Δευτέρα 6 Ιουνίου 2011

Jacques Fabien Gautier d'Agoty's artistic Anatomy Illustrations

The anatomical Angel (1746)
The image of a flayed woman entitled Anatomical Angel was viewed as highly controversial even during his lifetime. D’Agoty dubbed his image Anatomical Angel due to the flaps of skin pulled away from the cadaver’s back in a manner that suggests angel wings. Great attention has been devoted to the elegantly coiffed hair on her half-turned head. Her rosy cheek appears flush with life. D’Agoty’s aptly-titled Angel exists on a plane somewhere outside of death, rendering her an otherworldly creature. One cannot, however, quickly dismiss the artist’s decision to depict a young, conventionally beautiful and, yes, sexually attractive woman.
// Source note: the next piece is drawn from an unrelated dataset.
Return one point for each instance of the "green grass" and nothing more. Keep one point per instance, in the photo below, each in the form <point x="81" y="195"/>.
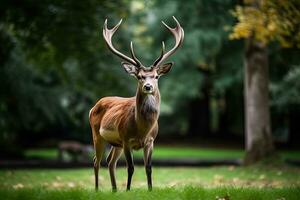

Of course, D’Agoty knew his audience: scientists and people in the medical field, all of whom would’ve been men. (Lady Lazarus: dying is an art)



Pregnant woman (1773)

Jacques Fabien Gautier d'Agoty, born in Marseille to Paris in 1716 and died in 1785, is a painter and engraver of French anatomy. His colored mezzotints have a painterly quality. This pregnant woman calmly looks back at the viewer, a characteristic pose of 18th-century French portraiture.